As many as 15 Soviet warships were reported today to be sailing in the direction of Port Said and Alexandria in a display of strength designed to intimidate Israel and serve as a shield for Egypt. The armada was said to include missile-firing ships and submarines. The vanguard of the fleet was due to reach Egyptian ports today.
The London Daily Express asserted today that Soviet naval strength in the Mediterranean had increased about 30% since the Six-Day War last June and estimated Soviet naval strength there at 44 ships.
(Lt. Gen.
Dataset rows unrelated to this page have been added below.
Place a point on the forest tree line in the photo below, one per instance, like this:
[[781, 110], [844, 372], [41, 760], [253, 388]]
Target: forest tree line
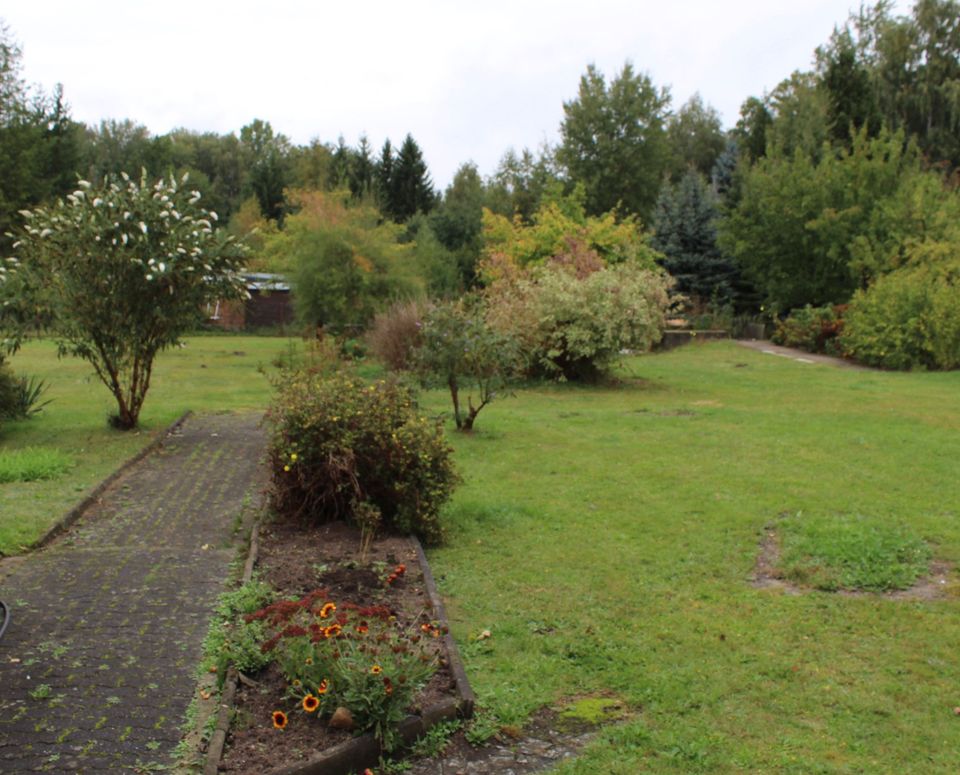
[[839, 177]]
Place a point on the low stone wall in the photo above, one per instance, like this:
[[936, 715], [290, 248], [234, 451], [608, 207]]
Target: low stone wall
[[675, 338]]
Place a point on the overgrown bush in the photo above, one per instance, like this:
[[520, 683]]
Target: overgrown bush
[[8, 391], [459, 348], [362, 659], [232, 639], [907, 319], [575, 325], [31, 464], [341, 446], [814, 329], [396, 334]]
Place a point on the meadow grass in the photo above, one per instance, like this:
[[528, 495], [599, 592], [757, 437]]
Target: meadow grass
[[31, 464], [210, 373], [606, 537]]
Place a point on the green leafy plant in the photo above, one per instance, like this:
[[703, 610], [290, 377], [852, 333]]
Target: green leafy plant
[[833, 552], [31, 464], [482, 727], [814, 329], [120, 272], [458, 348], [339, 442], [359, 658]]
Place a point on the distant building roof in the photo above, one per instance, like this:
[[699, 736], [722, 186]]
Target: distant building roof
[[264, 281]]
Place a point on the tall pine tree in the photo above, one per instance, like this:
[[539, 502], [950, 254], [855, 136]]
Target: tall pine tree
[[409, 188]]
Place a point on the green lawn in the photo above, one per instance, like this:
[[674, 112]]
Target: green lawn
[[211, 373], [606, 536]]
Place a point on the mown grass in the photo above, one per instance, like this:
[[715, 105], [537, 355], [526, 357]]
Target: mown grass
[[211, 373], [32, 464], [851, 552], [606, 537]]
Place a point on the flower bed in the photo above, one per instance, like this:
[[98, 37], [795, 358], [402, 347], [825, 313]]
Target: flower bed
[[382, 611]]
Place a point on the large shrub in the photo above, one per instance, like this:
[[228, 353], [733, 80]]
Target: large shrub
[[574, 325], [119, 272], [396, 334], [907, 319], [460, 349], [345, 263], [345, 449], [814, 329]]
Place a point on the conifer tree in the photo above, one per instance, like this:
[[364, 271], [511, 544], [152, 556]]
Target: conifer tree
[[411, 190], [685, 232]]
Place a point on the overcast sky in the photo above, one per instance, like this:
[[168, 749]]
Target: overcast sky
[[468, 80]]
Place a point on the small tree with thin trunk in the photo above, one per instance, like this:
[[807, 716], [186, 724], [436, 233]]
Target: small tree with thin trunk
[[120, 272], [459, 348]]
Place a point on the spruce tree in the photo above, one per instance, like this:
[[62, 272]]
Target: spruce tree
[[685, 232], [411, 190], [361, 169]]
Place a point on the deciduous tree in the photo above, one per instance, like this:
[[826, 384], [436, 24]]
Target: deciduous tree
[[613, 140]]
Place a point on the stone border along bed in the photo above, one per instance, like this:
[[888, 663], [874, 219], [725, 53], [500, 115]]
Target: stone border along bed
[[77, 511], [364, 751]]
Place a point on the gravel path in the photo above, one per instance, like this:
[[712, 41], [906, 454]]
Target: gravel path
[[98, 665], [801, 356]]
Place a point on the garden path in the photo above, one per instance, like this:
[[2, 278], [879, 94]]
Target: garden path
[[801, 356], [98, 665]]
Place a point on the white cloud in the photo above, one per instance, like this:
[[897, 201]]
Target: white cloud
[[468, 80]]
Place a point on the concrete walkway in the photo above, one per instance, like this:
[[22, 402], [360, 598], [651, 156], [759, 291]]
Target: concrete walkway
[[99, 663], [800, 356]]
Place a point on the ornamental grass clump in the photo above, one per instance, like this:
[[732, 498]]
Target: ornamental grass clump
[[345, 449], [347, 656]]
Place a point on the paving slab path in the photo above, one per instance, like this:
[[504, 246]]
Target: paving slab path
[[99, 663], [800, 356]]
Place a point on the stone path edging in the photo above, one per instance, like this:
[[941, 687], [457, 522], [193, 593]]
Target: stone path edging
[[227, 696], [364, 751], [99, 664]]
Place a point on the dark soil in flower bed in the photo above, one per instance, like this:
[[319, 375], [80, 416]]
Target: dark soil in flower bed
[[296, 561]]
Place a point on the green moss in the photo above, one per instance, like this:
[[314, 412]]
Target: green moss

Odd Bull, head of the U.N. cease-fire observance team, reported to U.N. headquarters today that “the situation remains generally quiet” on the Israeli-Syrian sector, and that, in the Suez Canal area, this morning, unidentified jets, flying at high altitude, crossed the canal and came under Egyptian anti-aircraft fire.)
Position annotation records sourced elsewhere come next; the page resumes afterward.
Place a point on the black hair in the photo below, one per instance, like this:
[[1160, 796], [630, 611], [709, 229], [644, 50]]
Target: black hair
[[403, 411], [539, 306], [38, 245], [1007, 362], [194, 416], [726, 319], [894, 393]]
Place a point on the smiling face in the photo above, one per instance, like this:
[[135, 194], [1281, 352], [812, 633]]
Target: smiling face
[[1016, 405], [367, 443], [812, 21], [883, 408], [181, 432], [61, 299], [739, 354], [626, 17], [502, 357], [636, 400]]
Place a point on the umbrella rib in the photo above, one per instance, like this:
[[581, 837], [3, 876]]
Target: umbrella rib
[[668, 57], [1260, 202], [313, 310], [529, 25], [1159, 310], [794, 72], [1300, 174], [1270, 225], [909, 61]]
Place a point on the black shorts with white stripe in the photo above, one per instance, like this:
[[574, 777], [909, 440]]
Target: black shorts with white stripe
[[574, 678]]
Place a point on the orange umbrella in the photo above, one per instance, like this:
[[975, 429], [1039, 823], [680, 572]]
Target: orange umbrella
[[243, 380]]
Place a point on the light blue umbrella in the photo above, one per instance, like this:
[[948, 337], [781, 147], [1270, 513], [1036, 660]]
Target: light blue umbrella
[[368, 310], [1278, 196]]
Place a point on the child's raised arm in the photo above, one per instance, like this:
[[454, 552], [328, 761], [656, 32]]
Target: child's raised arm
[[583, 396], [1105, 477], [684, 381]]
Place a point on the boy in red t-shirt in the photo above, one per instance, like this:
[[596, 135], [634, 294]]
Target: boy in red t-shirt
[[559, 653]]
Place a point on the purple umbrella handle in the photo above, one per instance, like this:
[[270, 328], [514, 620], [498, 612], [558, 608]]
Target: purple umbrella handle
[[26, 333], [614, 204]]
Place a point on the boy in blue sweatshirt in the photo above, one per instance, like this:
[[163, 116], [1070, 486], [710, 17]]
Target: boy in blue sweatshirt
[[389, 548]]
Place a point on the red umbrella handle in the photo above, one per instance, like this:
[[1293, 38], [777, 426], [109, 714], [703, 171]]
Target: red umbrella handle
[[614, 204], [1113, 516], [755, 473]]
Writing in the Evening Standard, Jon Kimche said a Soviet fleet consisting of eight destroyers, 12 torpedo boats and 15 submarines had been deployed in Egyptian territorial waters between Port Said and Alexandria. The “increasing Soviet involvement in the Suez Canal situation,” he said, was reflected also in the fact that a considerable number of senior Soviet staff officers are working on the Egyptian General Staff and with the air force, army and navy. Most of the 45 senior officers who arrived in Cairo with Marshal Zakharov, he said, were to remain behind to work with the Egyptians and the Russians already there. He asserted that more than 600 pilots and tank crew members had been sent to Russia for special training.
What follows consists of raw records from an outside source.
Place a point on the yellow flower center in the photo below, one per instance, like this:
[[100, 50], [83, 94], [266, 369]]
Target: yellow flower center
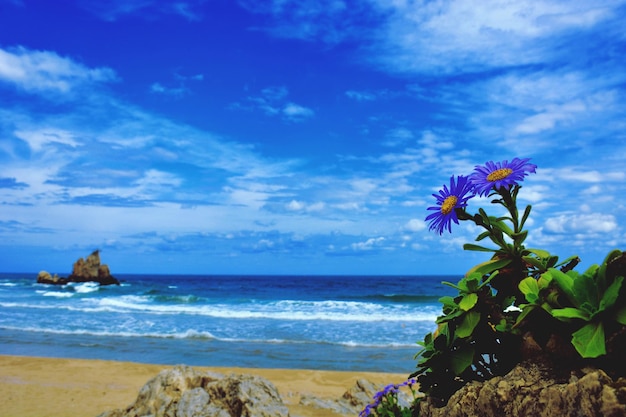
[[448, 204], [499, 174]]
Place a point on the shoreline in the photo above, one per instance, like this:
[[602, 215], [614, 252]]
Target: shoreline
[[58, 387]]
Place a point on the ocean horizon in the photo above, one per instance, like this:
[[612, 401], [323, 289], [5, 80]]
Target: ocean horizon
[[346, 322]]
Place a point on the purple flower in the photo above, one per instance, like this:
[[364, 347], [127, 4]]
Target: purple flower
[[496, 175], [448, 200]]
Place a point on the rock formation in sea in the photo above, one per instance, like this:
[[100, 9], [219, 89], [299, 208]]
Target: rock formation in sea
[[184, 392], [84, 270], [534, 389]]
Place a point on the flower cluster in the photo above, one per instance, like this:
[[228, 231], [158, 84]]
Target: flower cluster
[[492, 177], [386, 401]]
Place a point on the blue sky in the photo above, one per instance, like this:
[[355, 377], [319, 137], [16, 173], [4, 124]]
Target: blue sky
[[301, 137]]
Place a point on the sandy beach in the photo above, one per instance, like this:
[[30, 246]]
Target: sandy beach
[[51, 387]]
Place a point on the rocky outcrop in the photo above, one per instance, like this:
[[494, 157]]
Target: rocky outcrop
[[533, 389], [185, 392], [84, 270]]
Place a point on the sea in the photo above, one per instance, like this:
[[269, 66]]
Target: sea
[[344, 323]]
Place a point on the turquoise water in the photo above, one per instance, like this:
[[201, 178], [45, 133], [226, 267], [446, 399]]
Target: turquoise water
[[315, 322]]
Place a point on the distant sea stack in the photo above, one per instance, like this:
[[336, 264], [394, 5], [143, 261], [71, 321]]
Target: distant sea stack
[[89, 270]]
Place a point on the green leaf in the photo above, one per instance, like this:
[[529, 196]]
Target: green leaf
[[489, 266], [448, 301], [565, 282], [540, 253], [610, 295], [476, 248], [468, 301], [529, 286], [537, 263], [503, 227], [589, 340], [468, 324], [570, 313], [461, 359], [525, 215], [620, 316], [585, 291]]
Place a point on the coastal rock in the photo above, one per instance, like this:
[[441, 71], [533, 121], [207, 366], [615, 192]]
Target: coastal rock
[[185, 392], [532, 389], [83, 270]]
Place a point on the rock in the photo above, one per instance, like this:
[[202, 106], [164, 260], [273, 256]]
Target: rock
[[185, 392], [533, 389], [89, 270]]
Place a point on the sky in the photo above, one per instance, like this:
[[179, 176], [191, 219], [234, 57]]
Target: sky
[[302, 136]]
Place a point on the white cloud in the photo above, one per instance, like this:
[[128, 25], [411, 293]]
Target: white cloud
[[40, 138], [173, 91], [581, 223], [465, 35], [296, 112], [360, 95], [369, 244], [273, 102], [44, 71], [415, 225]]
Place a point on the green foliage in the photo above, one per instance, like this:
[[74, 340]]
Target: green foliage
[[517, 292], [591, 300], [516, 295], [386, 402]]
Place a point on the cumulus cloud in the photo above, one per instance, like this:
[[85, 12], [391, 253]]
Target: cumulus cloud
[[581, 223], [46, 72], [369, 244], [466, 36], [273, 102], [415, 225]]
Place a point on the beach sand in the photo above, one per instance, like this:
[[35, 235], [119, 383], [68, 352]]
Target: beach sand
[[51, 387]]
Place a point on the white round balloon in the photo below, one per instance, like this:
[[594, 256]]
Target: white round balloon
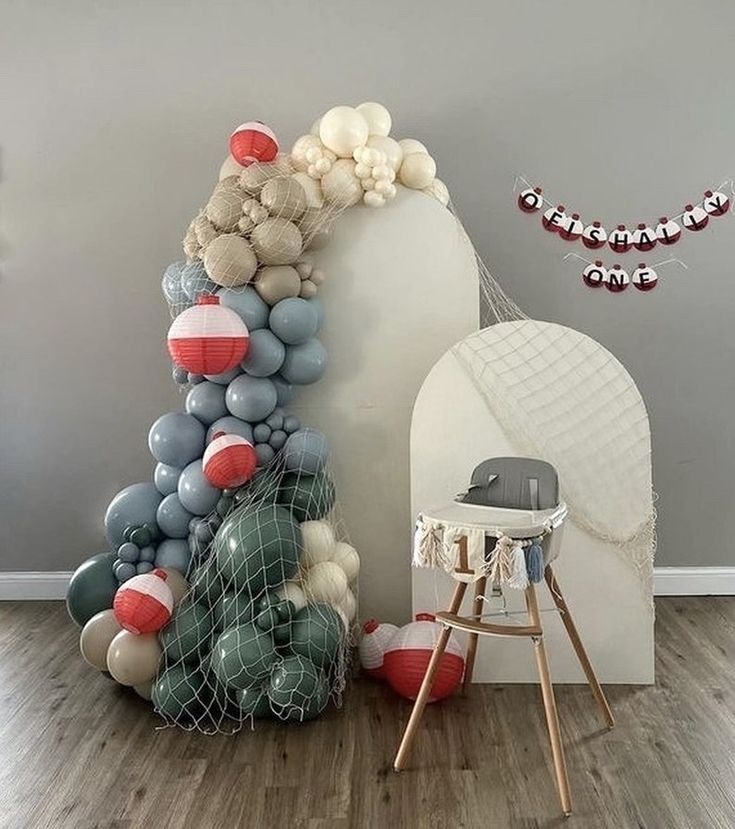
[[377, 117], [342, 129]]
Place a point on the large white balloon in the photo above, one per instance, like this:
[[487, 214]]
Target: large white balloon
[[377, 117], [343, 129]]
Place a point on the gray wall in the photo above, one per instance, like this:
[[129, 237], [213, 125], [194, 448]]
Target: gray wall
[[114, 119]]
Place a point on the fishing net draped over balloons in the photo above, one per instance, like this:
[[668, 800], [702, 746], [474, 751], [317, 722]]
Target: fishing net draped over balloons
[[229, 592]]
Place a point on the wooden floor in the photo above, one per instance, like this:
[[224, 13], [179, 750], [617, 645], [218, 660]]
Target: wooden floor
[[78, 751]]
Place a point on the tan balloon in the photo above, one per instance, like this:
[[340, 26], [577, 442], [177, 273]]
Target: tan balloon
[[276, 241], [96, 636], [284, 197], [277, 282], [229, 260], [133, 659], [178, 584]]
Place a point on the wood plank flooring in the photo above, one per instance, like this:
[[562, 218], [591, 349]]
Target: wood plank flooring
[[77, 751]]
The London Daily Telegraph warned Egypt today against any further measures such as the attack on the destroyer Elath. The paper said editorially that “the most suicidal thing that could happen now would be for Egypt to use some other Russian military or aerial gimmick to hit an Israeli city that would tempt Israel to exploit her military advantage fully while she still has it.”
Reports from Cairo today said that Israeli planes overflew Suez City three times, apparently on observation missions, and Egyptian anti-aircraft fire was opened against them. The Egyptians said the fires, which had raged since Tuesday in the giant refineries and tanks near the city were now under control.